С тех пор, как у нас запретили поэзию, жизнь стала, конечно же, проще. Нет больше ни прежней душевной расслабленности, ни нездорового возбуждения, ни склонности к воспоминаниям, столь пагубных для интересов всего общества. Дело — вот единственное, что являет собой истинную ценность; просто непостижимо, как человечество на протяжении тысячелетий пренебрегало этой основополагающей истиной.
Не выходят за рамки дозволенного, как известно, лишь некоторые гимны, как раз и призывающие к великим свершениям на благо нации, гимны, прошедшие через сито нашей уважаемой цензуры. Но разве можно назвать это поэзией? К счастью, нельзя. Они укрепляют дух работающих, но препятствуют порочному и невоздержанному полету фантазии. Может ли у нас, к примеру, быть место сердцам, охваченным так называемым любовным томлением? Можно ли допустить, чтобы в нашем обществе, посвятившем себя конкретным делам, духовные силы разбазаривались на восторги, не имеющие — это же ясно каждому — какой бы то ни было практической пользы?
Разумеется, без сильного правительства осуществить такое широкомасштабное улучшение жизни было бы невозможно. Именно таким сильным и является наше правительство депутата Ниццарди.
Сильным и, разумеется, демократическим. Причем демократизм не мешает ему — этого еще недоставало! — в случае необходимости пускать в ход свой железный кулак. А самым горячим поборником закона о ликвидации поэзии стал, в частности, министр прогресса, депутат Вальтер Монтикьяри. Практически он просто выразитель воли нации и всегда действовал, придерживаясь высокодемократического, если можно так выразиться, курса. Нетерпимость населения к этому тлетворному состоянию психики уже давно была вполне очевидной. Оставалось лишь подкрепить ее четкими ограничительными нормами на благо всего общества.
Надо сказать, что не многие законы причиняют так мало беспокойства отдельному гражданину, как этот. Действительно, кто у нас читал стихи? Кому они были нужны? Изъятие из государственных и частных библиотек неугодных закону томов было осуществлено без всякого труда; больше того, операция эта проходила в обстановке всеобщего подъема и удовлетворения, словно нас наконец освободили от обременительного балласта. Производить, строить, все выше и выше поднимать кривые диаграмм, укреплять промышленность и торговлю, содействовать научным изысканиям с целью повышения нашего национального потенциала, направлять (какое прекрасное слово!) все больше усилий на успешное развитие транспорта — вот, если уж на то пошло, поэзия, дорогие мои сограждане.
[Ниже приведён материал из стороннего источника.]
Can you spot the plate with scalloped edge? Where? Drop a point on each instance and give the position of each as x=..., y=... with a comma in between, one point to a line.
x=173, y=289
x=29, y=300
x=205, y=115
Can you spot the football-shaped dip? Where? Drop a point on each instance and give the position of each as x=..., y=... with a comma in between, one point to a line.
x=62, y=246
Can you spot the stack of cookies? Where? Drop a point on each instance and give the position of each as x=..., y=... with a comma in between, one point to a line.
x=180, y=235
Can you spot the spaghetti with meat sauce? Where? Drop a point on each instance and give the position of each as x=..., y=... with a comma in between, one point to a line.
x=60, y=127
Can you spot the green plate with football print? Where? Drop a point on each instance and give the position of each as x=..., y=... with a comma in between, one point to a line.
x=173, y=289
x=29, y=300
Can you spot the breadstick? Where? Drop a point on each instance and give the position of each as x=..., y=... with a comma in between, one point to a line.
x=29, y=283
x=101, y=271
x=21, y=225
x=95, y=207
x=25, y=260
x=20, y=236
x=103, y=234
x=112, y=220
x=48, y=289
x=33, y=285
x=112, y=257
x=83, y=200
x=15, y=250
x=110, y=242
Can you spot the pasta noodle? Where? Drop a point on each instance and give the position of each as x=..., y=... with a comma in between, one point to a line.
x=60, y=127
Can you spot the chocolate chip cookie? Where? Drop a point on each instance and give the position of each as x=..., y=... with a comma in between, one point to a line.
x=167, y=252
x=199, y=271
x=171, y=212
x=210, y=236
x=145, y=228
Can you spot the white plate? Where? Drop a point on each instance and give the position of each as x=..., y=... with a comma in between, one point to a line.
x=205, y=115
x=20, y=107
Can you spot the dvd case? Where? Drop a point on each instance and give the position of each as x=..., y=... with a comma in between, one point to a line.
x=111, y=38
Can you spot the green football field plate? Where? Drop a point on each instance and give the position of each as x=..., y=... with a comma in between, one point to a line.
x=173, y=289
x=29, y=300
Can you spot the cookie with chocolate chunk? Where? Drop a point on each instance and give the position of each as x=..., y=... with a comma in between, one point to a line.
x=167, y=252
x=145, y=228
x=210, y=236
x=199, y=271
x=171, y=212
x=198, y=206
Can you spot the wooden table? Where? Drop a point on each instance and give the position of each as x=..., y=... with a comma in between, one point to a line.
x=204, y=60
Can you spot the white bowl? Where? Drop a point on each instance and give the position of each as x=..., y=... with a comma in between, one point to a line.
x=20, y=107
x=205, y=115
Да здравствует техника, точный расчет, доскональное изучение спроса, тонны, метры, прейскуранты, рыночные цены, себестоимость и здоровая приземленность так называемых произведений искусства (если считать, что они вообще необходимы)!
Депутату Вальтеру Монтикьяри сорок шесть лет. Это довольно высокий и представительный мужчина; слышите, как он смеется в соседней комнате? (Ему сейчас рассказывают, как крестьяне отделали старого поэта Освальдо Кана. «Да я же не пишу больше стихов, — кричал несчастный, — клянусь, уже пятнадцать лет не пишу! Просто торгую зерном — и все». — «Но в прежние времена ты их писал, скотина!» И с этими словами его, прекрасно одетого, в шляпе и с тростью, бросили в навозную кучу.) Слышите, как смеется депутат? Да, этот человек уверен в себе и крепко держится на ногах, можете не сомневаться. Он один стоит сотни хлюпиков старого образца, тех, что, лениво облокотясь о перила балюстрады, созерцали небо в час заката и декламировали стихи о прекрасной даме.
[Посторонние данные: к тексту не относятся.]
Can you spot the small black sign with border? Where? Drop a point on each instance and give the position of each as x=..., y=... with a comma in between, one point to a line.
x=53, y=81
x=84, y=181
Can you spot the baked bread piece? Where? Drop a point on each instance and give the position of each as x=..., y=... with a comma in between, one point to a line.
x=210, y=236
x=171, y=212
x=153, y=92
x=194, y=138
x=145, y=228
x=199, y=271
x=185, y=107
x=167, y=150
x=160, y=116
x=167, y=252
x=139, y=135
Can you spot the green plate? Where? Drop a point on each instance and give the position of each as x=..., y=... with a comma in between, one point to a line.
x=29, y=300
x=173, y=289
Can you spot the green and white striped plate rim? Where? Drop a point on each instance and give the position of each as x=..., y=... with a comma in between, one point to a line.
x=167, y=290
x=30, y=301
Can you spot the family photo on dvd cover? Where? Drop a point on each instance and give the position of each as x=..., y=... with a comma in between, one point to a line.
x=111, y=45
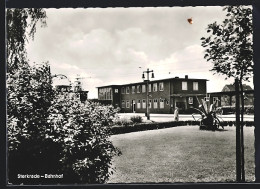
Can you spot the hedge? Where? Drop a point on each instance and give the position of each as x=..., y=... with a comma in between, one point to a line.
x=116, y=129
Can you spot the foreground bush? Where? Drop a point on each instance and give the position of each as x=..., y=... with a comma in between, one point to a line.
x=80, y=129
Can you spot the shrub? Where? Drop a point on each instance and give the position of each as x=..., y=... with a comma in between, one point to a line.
x=136, y=119
x=123, y=121
x=55, y=133
x=83, y=130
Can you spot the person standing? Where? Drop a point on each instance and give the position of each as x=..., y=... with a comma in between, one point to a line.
x=176, y=114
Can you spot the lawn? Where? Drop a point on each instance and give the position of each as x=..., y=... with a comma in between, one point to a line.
x=181, y=154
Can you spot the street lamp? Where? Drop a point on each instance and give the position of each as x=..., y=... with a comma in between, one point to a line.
x=147, y=93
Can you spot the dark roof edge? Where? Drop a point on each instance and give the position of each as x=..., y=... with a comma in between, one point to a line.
x=155, y=81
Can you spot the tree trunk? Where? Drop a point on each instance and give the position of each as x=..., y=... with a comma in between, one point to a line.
x=238, y=136
x=242, y=132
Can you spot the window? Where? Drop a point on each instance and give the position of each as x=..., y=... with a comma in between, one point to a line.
x=138, y=104
x=215, y=99
x=127, y=90
x=150, y=103
x=161, y=86
x=155, y=103
x=123, y=104
x=184, y=85
x=190, y=100
x=143, y=88
x=123, y=90
x=144, y=104
x=161, y=103
x=155, y=87
x=150, y=88
x=133, y=89
x=195, y=86
x=127, y=104
x=138, y=88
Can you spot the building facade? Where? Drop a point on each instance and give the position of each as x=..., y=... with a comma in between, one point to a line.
x=227, y=97
x=163, y=95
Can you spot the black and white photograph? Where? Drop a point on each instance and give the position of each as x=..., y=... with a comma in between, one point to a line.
x=130, y=95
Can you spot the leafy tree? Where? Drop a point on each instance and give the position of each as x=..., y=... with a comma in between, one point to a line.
x=230, y=48
x=21, y=26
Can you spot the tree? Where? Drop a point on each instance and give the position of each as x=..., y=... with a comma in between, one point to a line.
x=83, y=131
x=230, y=48
x=21, y=26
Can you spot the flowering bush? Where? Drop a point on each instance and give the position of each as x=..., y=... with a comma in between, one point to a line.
x=83, y=130
x=55, y=133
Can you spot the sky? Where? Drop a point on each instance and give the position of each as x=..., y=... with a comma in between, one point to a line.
x=115, y=45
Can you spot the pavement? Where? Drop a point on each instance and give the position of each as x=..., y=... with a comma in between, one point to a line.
x=183, y=117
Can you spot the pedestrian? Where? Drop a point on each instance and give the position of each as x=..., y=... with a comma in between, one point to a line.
x=176, y=114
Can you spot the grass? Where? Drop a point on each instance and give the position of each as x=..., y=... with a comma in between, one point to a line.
x=181, y=154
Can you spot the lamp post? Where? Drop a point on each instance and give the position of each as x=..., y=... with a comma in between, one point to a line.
x=147, y=92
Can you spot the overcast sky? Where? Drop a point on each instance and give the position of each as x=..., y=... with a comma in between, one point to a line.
x=115, y=45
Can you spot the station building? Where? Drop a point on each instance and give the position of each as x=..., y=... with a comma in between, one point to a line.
x=163, y=95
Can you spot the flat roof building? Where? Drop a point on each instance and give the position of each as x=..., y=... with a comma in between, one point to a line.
x=163, y=95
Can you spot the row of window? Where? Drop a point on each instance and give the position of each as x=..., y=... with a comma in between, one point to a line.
x=105, y=93
x=141, y=104
x=142, y=88
x=185, y=86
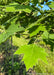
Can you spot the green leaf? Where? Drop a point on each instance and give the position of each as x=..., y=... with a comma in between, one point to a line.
x=51, y=5
x=40, y=28
x=18, y=7
x=12, y=29
x=45, y=35
x=32, y=53
x=51, y=36
x=19, y=41
x=35, y=1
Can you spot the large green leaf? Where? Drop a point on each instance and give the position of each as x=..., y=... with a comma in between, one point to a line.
x=32, y=53
x=40, y=28
x=51, y=5
x=17, y=7
x=35, y=1
x=13, y=28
Да и вообще все, что окружает депутата, конкретно и позитивно. К тому же он человек совсем не жестокий. На стенах в его кабинете развешаны картины известных художников; в основном это абстрактные композиции, которые тренируют глаз, не затрагивая души. Есть у него и прекрасная дискотека, свидетельствующая о безупречном вкусе хозяина — ценителя чистых духовных ценностей; конечно, вам не найти там слащавых опусов Шопена, но Хиндемит у него собран весь. Что до библиотеки, то, помимо научных трудов и документальных книг, там есть достаточно произведений развлекательных, рассчитанных на часы досуга. Естественно, это все книги авторов, стремящихся показать жизнь в ее истинном виде, без всякой отсебятины и выкрутасов; читая их, можно, слава богу, не опасаться, что они затронут тебя до глубины души, — вещь совершенно невероятная, хотя в прежние времена (просто трудно поверить!) это не только допускалось, но даже поощрялось.
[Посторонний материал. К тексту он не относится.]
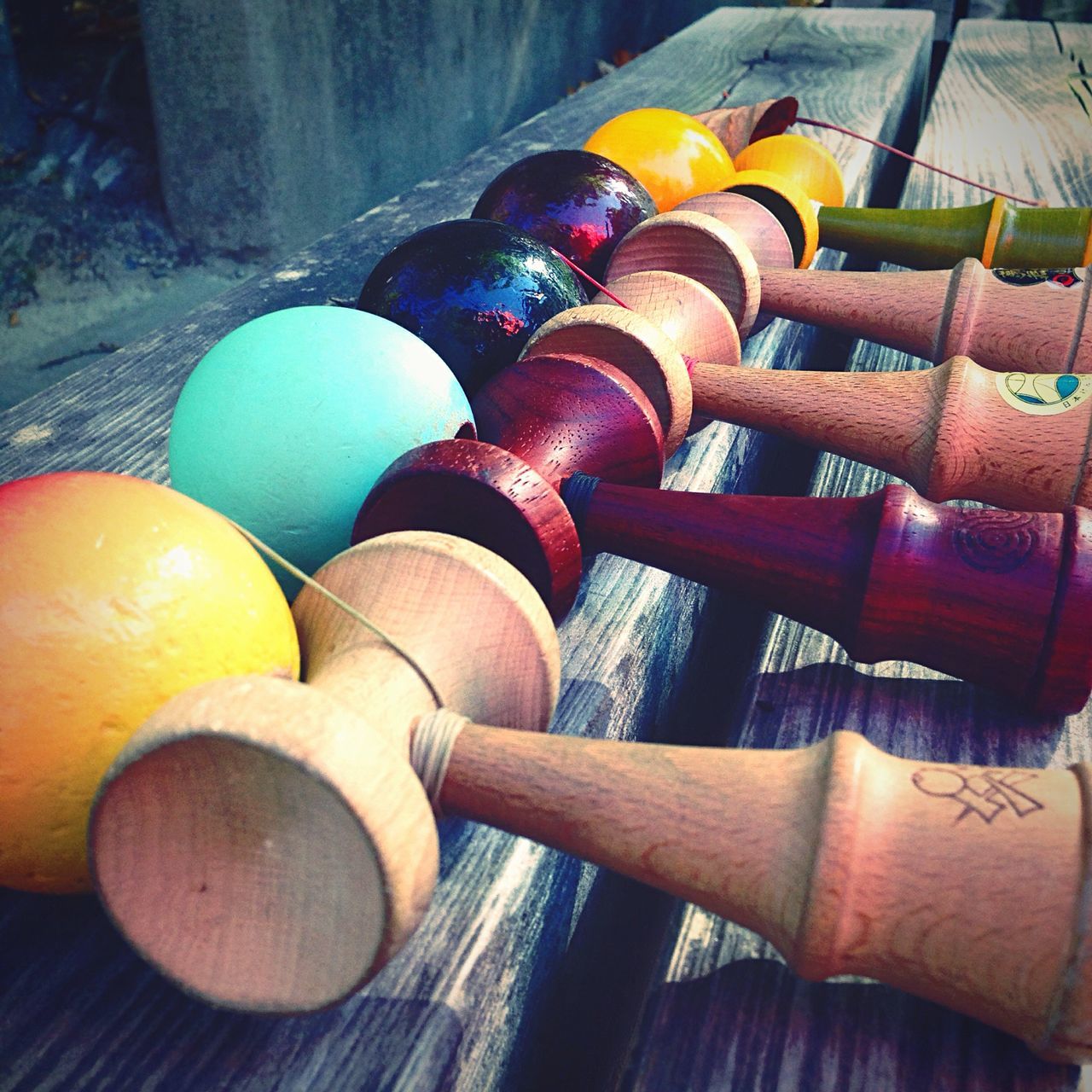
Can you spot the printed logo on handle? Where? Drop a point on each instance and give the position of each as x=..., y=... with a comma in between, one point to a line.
x=1056, y=279
x=1043, y=396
Хороший смех у депутата, слушать приятно. Сколько в нем властности, самообладания, оптимизма, веры в конструктивное начало! Но так ли он спокоен, как кажется? Так ли уверен, что проклятое явление изжито полностью?
Однажды вечером дома после ужина он просматривал какую-то докладную записку. В комнату вошла жена.
«Вальтер, ты не знаешь, где Джорджина?»
«Нет. А что?»
«Она сказала, что пошла делать уроки. Но в комнате девочки нет. Звала ее — не отвечает. Я уже всюду искала.»
«Она, наверное, в саду».
«И в саду ее нет».
«Значит, пошла к какой-нибудь подружке».
«Так поздно? Нет-нет. Да вон и пальто ее висит в передней».
Встревоженные родители обыскивают весь дом. Девочки нет нигде. Монтикьяри решает даже заглянуть на чердак — просто для очистки совести.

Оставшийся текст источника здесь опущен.